Never mind that last part.
And then in early 2023, AI (more specifically, Chat-GPT which is OpenAI's Large Language Model creation) tears its way into the tech scene with a meteor's amount of momentum. Here's Microsoft's prize pig, which it invested heavily in and is galivanting around the pig-show with, to the desperate jealousy and rapture of every other tech company and investor wishing it had that pig. And for the first time since the interest rate hikes, investors have dollar signs in their eyes, both venture capital and Wall Street alike. They're willing to restart the hose of money (even with the new risk) because this feels big enough for them to take the risk.
Now all these companies, who were in varying stages of sweating as their bill came due, or wringing their hands as their stock prices tanked, see a single glorious gold-plated rocket up out of here, the likes of which haven't been seen since the free money days. It's their ticket to buy time, and buy investors, and say "see THIS is what will wring money forth, finally, we promise, just let us show you."
To be clear, AI is NOT profitable yet. It's a money-sink. Perhaps a money-black-hole. But everyone in the space is so wowed by it that there is a wide-spread and powerful conviction that it will become profitable and earn its keep. (Let's be real, half of that profit "potential" is the promise of automating away jobs of pesky employees who peskily cost money.) It's a tech-space industrial revolution that will automate away skilled jobs, and getting in on the ground floor is the absolute best thing you can do to get your pie slice's worth.

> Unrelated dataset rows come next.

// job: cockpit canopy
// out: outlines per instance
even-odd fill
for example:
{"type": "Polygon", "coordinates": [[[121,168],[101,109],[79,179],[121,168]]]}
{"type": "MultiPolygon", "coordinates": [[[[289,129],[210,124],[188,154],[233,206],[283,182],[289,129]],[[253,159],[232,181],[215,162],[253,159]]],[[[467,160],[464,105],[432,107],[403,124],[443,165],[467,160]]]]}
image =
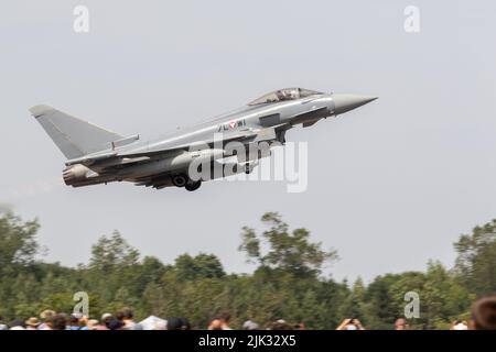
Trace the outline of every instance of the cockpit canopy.
{"type": "Polygon", "coordinates": [[[249,102],[249,106],[258,106],[261,103],[270,103],[270,102],[278,102],[278,101],[284,101],[284,100],[295,100],[300,98],[305,98],[309,96],[314,95],[323,95],[323,92],[310,90],[310,89],[303,89],[303,88],[284,88],[279,89],[272,92],[269,92],[258,99],[255,99],[254,101],[249,102]]]}

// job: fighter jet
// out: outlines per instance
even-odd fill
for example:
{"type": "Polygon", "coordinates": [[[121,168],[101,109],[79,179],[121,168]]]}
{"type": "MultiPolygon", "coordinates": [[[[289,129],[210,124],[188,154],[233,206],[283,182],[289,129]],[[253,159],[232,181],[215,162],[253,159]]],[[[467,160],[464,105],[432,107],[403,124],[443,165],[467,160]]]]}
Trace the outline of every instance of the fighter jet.
{"type": "Polygon", "coordinates": [[[63,170],[67,186],[130,182],[193,191],[205,180],[249,174],[261,157],[270,155],[270,143],[284,144],[285,133],[293,127],[311,127],[375,99],[303,88],[279,89],[207,122],[150,141],[140,140],[138,134],[122,136],[44,105],[30,111],[67,158],[63,170]],[[229,147],[233,143],[237,147],[229,147]],[[261,144],[265,148],[259,147],[261,144]],[[242,153],[239,146],[256,152],[242,153]],[[235,161],[226,163],[229,157],[235,161]],[[218,166],[223,172],[213,172],[218,166]],[[200,173],[193,177],[192,169],[200,173]]]}

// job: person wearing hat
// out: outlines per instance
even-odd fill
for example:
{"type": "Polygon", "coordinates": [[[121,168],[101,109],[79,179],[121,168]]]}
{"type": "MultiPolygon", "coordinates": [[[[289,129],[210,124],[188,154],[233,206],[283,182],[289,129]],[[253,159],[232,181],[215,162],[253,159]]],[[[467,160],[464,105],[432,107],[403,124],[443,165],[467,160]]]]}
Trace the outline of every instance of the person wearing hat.
{"type": "Polygon", "coordinates": [[[40,320],[36,317],[31,317],[25,321],[25,330],[37,330],[40,326],[40,320]]]}

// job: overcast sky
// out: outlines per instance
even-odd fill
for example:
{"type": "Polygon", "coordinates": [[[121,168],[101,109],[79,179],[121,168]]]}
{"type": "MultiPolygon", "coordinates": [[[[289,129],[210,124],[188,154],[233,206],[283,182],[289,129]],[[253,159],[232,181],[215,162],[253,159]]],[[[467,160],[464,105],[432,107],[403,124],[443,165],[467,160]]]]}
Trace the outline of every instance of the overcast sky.
{"type": "Polygon", "coordinates": [[[143,255],[215,253],[250,272],[240,228],[279,211],[338,251],[327,272],[339,279],[451,266],[460,233],[496,217],[495,13],[494,1],[4,1],[1,207],[37,217],[46,260],[67,265],[118,229],[143,255]],[[89,33],[73,30],[77,4],[89,33]],[[419,33],[403,29],[409,4],[419,33]],[[309,143],[301,194],[281,182],[73,189],[28,111],[47,103],[147,138],[292,86],[380,97],[289,132],[309,143]]]}

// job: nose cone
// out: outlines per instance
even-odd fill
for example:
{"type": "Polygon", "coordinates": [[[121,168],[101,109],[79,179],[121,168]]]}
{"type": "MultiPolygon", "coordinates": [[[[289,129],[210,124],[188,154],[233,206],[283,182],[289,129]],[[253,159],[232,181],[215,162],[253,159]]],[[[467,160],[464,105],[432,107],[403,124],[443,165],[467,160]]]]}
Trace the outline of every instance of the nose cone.
{"type": "Polygon", "coordinates": [[[346,111],[365,106],[367,102],[376,100],[377,97],[358,95],[333,95],[334,113],[339,114],[346,111]]]}

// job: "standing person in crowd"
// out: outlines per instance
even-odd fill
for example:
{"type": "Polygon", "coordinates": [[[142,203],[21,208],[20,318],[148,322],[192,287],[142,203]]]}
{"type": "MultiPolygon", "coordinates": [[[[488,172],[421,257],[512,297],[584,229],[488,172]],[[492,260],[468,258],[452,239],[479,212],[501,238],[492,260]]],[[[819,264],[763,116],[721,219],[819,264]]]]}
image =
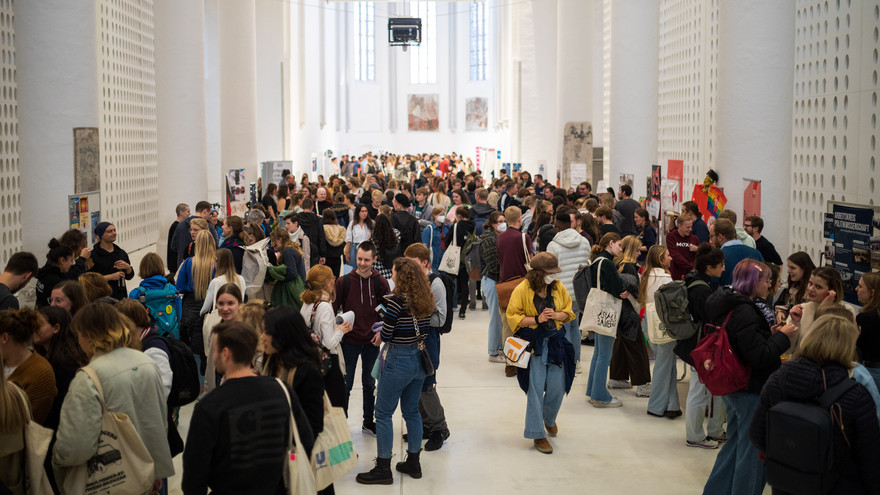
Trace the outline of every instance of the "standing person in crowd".
{"type": "Polygon", "coordinates": [[[334,281],[330,268],[313,266],[306,279],[300,314],[318,337],[321,349],[329,355],[330,369],[325,370],[324,386],[330,403],[347,411],[348,394],[342,376],[344,364],[340,362],[339,354],[342,337],[351,331],[353,325],[347,322],[336,325],[336,313],[333,311],[333,300],[336,298],[334,281]]]}
{"type": "Polygon", "coordinates": [[[92,261],[94,265],[90,271],[99,273],[113,289],[111,296],[114,299],[125,299],[128,291],[125,290],[125,281],[134,278],[134,269],[128,259],[128,253],[116,242],[116,226],[110,222],[101,222],[95,227],[95,238],[99,242],[92,248],[92,261]]]}
{"type": "Polygon", "coordinates": [[[556,255],[539,253],[531,266],[510,296],[507,318],[516,335],[532,346],[529,367],[517,370],[520,388],[527,397],[523,435],[534,441],[538,452],[552,454],[547,435],[555,437],[559,432],[556,415],[575,375],[574,349],[565,324],[576,317],[568,291],[557,280],[562,270],[556,255]]]}
{"type": "Polygon", "coordinates": [[[416,262],[422,269],[425,277],[431,285],[431,294],[434,296],[434,314],[431,315],[431,325],[424,329],[428,336],[425,338],[425,347],[431,356],[431,364],[434,365],[435,373],[425,377],[425,383],[422,385],[422,393],[419,395],[419,412],[422,415],[422,437],[427,437],[428,442],[425,443],[425,450],[432,452],[439,450],[443,446],[443,442],[449,438],[449,428],[446,424],[446,412],[443,404],[440,403],[440,396],[437,394],[437,374],[436,370],[440,369],[440,327],[448,318],[448,308],[446,307],[446,286],[443,285],[443,279],[440,275],[430,275],[431,273],[431,257],[428,248],[424,244],[416,243],[406,248],[403,253],[408,259],[416,262]]]}
{"type": "Polygon", "coordinates": [[[323,216],[324,238],[327,240],[327,252],[324,258],[327,260],[327,266],[333,271],[333,276],[338,277],[342,273],[342,260],[345,252],[345,227],[339,225],[336,220],[336,210],[333,208],[324,210],[323,216]]]}
{"type": "MultiPolygon", "coordinates": [[[[639,266],[636,263],[639,247],[641,243],[638,238],[628,235],[620,241],[620,254],[614,257],[623,287],[631,294],[639,292],[639,266]]],[[[648,348],[645,346],[639,309],[632,303],[627,298],[621,305],[617,338],[614,339],[611,365],[608,369],[608,388],[629,389],[635,386],[636,397],[650,397],[651,366],[648,362],[648,348]]]]}
{"type": "Polygon", "coordinates": [[[644,208],[636,209],[633,220],[635,220],[636,228],[639,230],[638,236],[641,242],[638,263],[639,265],[644,265],[645,258],[648,257],[648,250],[651,249],[651,246],[657,244],[657,229],[651,224],[650,214],[644,208]]]}
{"type": "MultiPolygon", "coordinates": [[[[504,283],[519,277],[525,277],[528,257],[534,254],[532,239],[522,232],[522,210],[516,206],[504,210],[504,218],[507,220],[507,229],[498,234],[498,282],[504,283]]],[[[498,302],[501,312],[501,342],[507,337],[513,336],[513,330],[507,320],[507,306],[498,302]]],[[[516,376],[516,366],[504,367],[504,375],[516,376]]]]}
{"type": "MultiPolygon", "coordinates": [[[[153,459],[155,492],[162,487],[162,480],[174,474],[168,447],[165,390],[156,363],[131,348],[140,347],[131,325],[131,320],[100,302],[84,307],[70,323],[89,356],[88,367],[100,381],[107,410],[128,415],[153,459]]],[[[55,466],[79,466],[97,453],[102,403],[92,380],[83,372],[77,373],[70,383],[52,453],[55,466]]]]}
{"type": "MultiPolygon", "coordinates": [[[[354,312],[354,325],[350,332],[342,337],[342,354],[345,361],[345,390],[351,394],[354,386],[354,374],[358,358],[361,360],[361,385],[363,389],[363,430],[376,434],[376,422],[373,419],[376,380],[370,371],[379,356],[381,336],[374,334],[372,327],[379,321],[376,307],[389,292],[388,282],[373,269],[376,262],[376,247],[370,241],[358,245],[355,255],[357,269],[336,279],[333,301],[333,314],[338,312],[354,312]]],[[[348,403],[348,400],[345,401],[348,403]]]]}
{"type": "MultiPolygon", "coordinates": [[[[547,252],[556,256],[560,262],[560,269],[562,271],[558,278],[565,287],[565,290],[568,291],[569,296],[574,294],[573,280],[578,269],[581,266],[590,263],[590,242],[582,235],[578,234],[576,230],[571,228],[571,218],[574,215],[573,211],[574,210],[571,210],[571,212],[565,211],[556,214],[556,236],[553,237],[553,241],[547,245],[547,252]]],[[[574,314],[579,314],[583,310],[584,308],[579,307],[577,302],[572,300],[571,311],[574,314]]],[[[581,330],[578,327],[577,318],[566,323],[564,327],[565,336],[568,338],[568,341],[571,342],[574,349],[574,361],[577,363],[577,371],[580,372],[581,330]]]]}
{"type": "Polygon", "coordinates": [[[770,270],[760,261],[744,259],[733,270],[733,286],[718,289],[706,300],[707,323],[725,326],[737,359],[751,368],[748,385],[721,398],[727,408],[727,442],[715,458],[703,489],[706,495],[759,495],[764,489],[764,463],[749,442],[748,429],[761,388],[779,368],[779,356],[789,347],[789,336],[797,334],[797,327],[790,324],[771,330],[755,306],[754,299],[766,297],[769,289],[770,270]]]}
{"type": "MultiPolygon", "coordinates": [[[[645,271],[639,284],[639,304],[646,306],[654,301],[654,293],[669,282],[672,275],[669,267],[672,256],[663,246],[652,246],[648,250],[645,271]]],[[[654,344],[654,380],[651,382],[651,399],[648,401],[648,415],[658,418],[675,419],[681,416],[681,404],[678,400],[676,379],[675,342],[654,344]]]]}
{"type": "MultiPolygon", "coordinates": [[[[455,195],[456,193],[453,193],[453,196],[455,195]]],[[[454,241],[456,245],[460,248],[464,248],[465,241],[467,241],[469,235],[474,233],[476,227],[474,226],[474,221],[471,220],[470,208],[468,208],[467,206],[458,206],[454,208],[455,226],[449,229],[449,231],[446,233],[445,245],[452,245],[454,235],[454,241]]],[[[468,289],[469,281],[470,278],[468,276],[467,264],[459,263],[458,278],[456,280],[456,290],[458,291],[458,319],[460,320],[463,320],[465,318],[465,314],[467,313],[470,292],[468,289]]],[[[452,311],[450,310],[450,312],[452,311]]]]}
{"type": "MultiPolygon", "coordinates": [[[[770,409],[781,401],[809,403],[847,380],[857,359],[857,338],[858,330],[852,320],[822,316],[804,337],[798,357],[770,375],[761,390],[749,430],[762,457],[771,433],[770,409]]],[[[831,463],[835,479],[829,493],[880,493],[880,426],[871,395],[859,385],[849,389],[834,403],[831,420],[834,456],[827,462],[831,463]]],[[[773,492],[783,493],[779,488],[773,486],[773,492]]]]}
{"type": "Polygon", "coordinates": [[[880,386],[880,274],[862,274],[856,295],[863,305],[862,312],[856,316],[859,326],[859,339],[856,341],[859,361],[880,386]]]}
{"type": "Polygon", "coordinates": [[[736,230],[730,220],[719,218],[709,227],[709,237],[712,244],[721,248],[724,253],[724,273],[721,274],[721,285],[730,285],[733,282],[733,269],[746,259],[764,261],[764,257],[757,249],[743,244],[736,238],[736,230]]]}
{"type": "MultiPolygon", "coordinates": [[[[611,232],[602,236],[590,251],[592,265],[590,269],[590,287],[598,287],[618,299],[626,299],[629,292],[623,289],[620,274],[614,268],[614,257],[621,253],[620,236],[611,232]],[[604,258],[604,261],[602,260],[604,258]]],[[[593,359],[590,361],[590,376],[587,378],[587,397],[593,407],[621,407],[620,399],[608,393],[606,379],[614,350],[614,337],[595,334],[593,359]]]]}
{"type": "Polygon", "coordinates": [[[394,431],[391,416],[400,402],[406,421],[408,438],[407,456],[397,463],[397,471],[413,478],[422,477],[419,456],[422,451],[422,417],[419,414],[419,396],[425,381],[421,349],[427,328],[434,314],[434,296],[428,280],[418,265],[406,258],[395,260],[392,272],[394,291],[385,296],[385,318],[382,341],[388,351],[385,366],[380,369],[379,391],[376,395],[376,466],[357,475],[357,482],[365,485],[390,485],[391,448],[394,431]],[[425,329],[425,330],[422,330],[425,329]]]}
{"type": "MultiPolygon", "coordinates": [[[[180,225],[181,222],[186,222],[186,219],[189,218],[189,205],[186,203],[180,203],[174,208],[174,214],[177,215],[177,218],[171,222],[171,227],[168,228],[168,246],[165,250],[165,259],[168,260],[169,267],[180,265],[180,263],[177,262],[177,251],[174,249],[172,239],[174,239],[174,232],[177,231],[177,226],[180,225]]],[[[183,260],[181,260],[181,262],[183,262],[183,260]]]]}
{"type": "Polygon", "coordinates": [[[32,308],[0,311],[0,350],[3,375],[30,400],[34,421],[45,424],[58,394],[55,373],[46,358],[31,350],[34,336],[46,319],[32,308]]]}
{"type": "Polygon", "coordinates": [[[49,241],[49,252],[46,253],[46,264],[37,272],[37,307],[49,306],[52,288],[64,280],[75,280],[76,274],[70,273],[73,266],[73,251],[52,238],[49,241]]]}
{"type": "Polygon", "coordinates": [[[211,358],[226,381],[193,410],[183,453],[183,492],[285,493],[291,416],[297,419],[306,452],[314,445],[311,429],[301,419],[298,396],[272,377],[254,376],[253,328],[229,322],[217,325],[212,333],[211,358]]]}
{"type": "Polygon", "coordinates": [[[694,271],[684,278],[688,293],[688,312],[699,325],[700,330],[693,337],[679,340],[675,344],[675,354],[691,368],[690,385],[685,406],[685,445],[702,449],[717,449],[727,441],[724,433],[724,403],[720,397],[709,393],[706,385],[697,377],[697,370],[691,360],[691,352],[697,348],[703,336],[703,324],[710,322],[706,300],[717,289],[715,282],[724,271],[724,253],[707,242],[700,244],[694,271]],[[703,429],[703,420],[707,420],[703,429]]]}
{"type": "Polygon", "coordinates": [[[373,235],[373,219],[366,205],[354,207],[354,221],[345,230],[345,262],[357,268],[357,247],[373,235]]]}
{"type": "Polygon", "coordinates": [[[764,231],[764,220],[759,216],[749,216],[743,221],[743,229],[752,239],[755,240],[755,249],[764,257],[764,261],[781,266],[782,258],[776,252],[776,247],[768,241],[766,237],[761,235],[764,231]]]}
{"type": "Polygon", "coordinates": [[[666,234],[666,248],[672,256],[672,264],[669,265],[672,280],[681,280],[694,269],[694,258],[700,240],[691,233],[693,225],[694,217],[682,214],[675,219],[676,229],[666,234]]]}
{"type": "Polygon", "coordinates": [[[56,285],[49,298],[50,306],[66,309],[71,315],[75,315],[86,304],[86,294],[76,280],[65,280],[56,285]]]}

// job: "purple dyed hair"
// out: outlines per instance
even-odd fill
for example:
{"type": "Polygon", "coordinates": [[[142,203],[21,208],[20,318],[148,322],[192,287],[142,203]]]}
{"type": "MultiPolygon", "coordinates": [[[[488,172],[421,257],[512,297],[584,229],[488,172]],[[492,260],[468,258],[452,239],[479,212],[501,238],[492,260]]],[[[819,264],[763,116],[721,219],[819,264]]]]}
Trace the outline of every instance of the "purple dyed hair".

It's the thing that will win investors back. It's the thing that will get the investment money coming in again (or, get it second-hand if the company can be the PROVIDER of something needed for AI, which other companies with venture-back will pay handsomely for). It's the thing companies are terrified of missing out on, lest it leave them utterly irrelevant in a future where not having AI-integration is like not having a mobile phone app for your company or not having a website.
So I guess to reiterate on my earlier point:
Drowned rats. Swimming to the one ship in sight.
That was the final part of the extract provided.